One major attraction in public service, despite its poor remuneration package, is the benefit of receiving pension after retirement. But over the years, such prospect has become problematic and uncertain in Nigeria. And this has worsened the woes of retired civil servants. The failure of government to meet the pension expectation of retirees ends up shattering the plans of many as well as inducing economic trauma, which in some cases have led to fatalities. Indeed, many senior citizens who had no other source of earning a living after service had collapsed and died while on queues waiting for their pensions.
It was in a bid to move beyond this tragic situation that the Pension Reforms Act of 2004 was enacted. It was, as the name suggests, designed to address the failures of the old scheme—the Defined Benefit Scheme (DBS). In its place, the CPS was introduced wherein both the government and the workers themselves are to save up a given amount of their earnings towards building up an accumulated funds reserve which the worker can fall back on after retirement. Meanwhile, the PENCOM law does not empower the commission to enforce the implementation on the states.
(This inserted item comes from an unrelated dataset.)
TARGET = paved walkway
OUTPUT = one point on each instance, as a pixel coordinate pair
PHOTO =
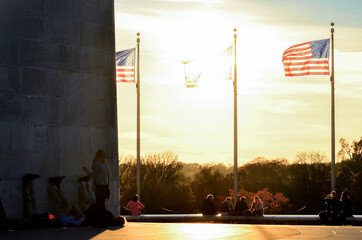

While it is noteworthy that PENCOM has not only helped to grow the funds but has been very prudent in its management, there are still issues that are yet to be resolved by the government regarding many retired civil servants. For instance, complications in meeting up with the pension obligations had arisen fundamentally by the failure to link those in the old scheme (DBS) with those in the new scheme (CPS). But even after it seems to have been done, the federal and many state governments had failed severally in remitting deducted sums from workers’ salaries to the PFAs. The result is that neither government contribution nor workers’ deducted sums are credited to the accounts of the workers with the PFAs. This malaise is even more prevalent in the private sector where many companies do not remit their counterpart deductions to the PFAs as required by the Pension Act.
The provisions of the act had demanded that the government issues bonds in favour of retired workers, which will be redeemed to the PFAs which will credit same to the accounts of the individual staff. Therefore, the non-remittance of the deductions of staff is a clear breach of the provisions of the pension reforms act and that perhaps explains why pension liabilities in the country today run into hundreds of billions of naira.
While we urge the federal and state governments to keep faith with their obligations to pensioners, we also call on PENCOM to apply stricter measures in enforcing compliance with the provisions of the pension reforms act by the PFAs. It is only fair and just to allow pension to sooth the nerves of retired persons, especially after the workers had been faithful in making appropriate contributions to the scheme while in active service.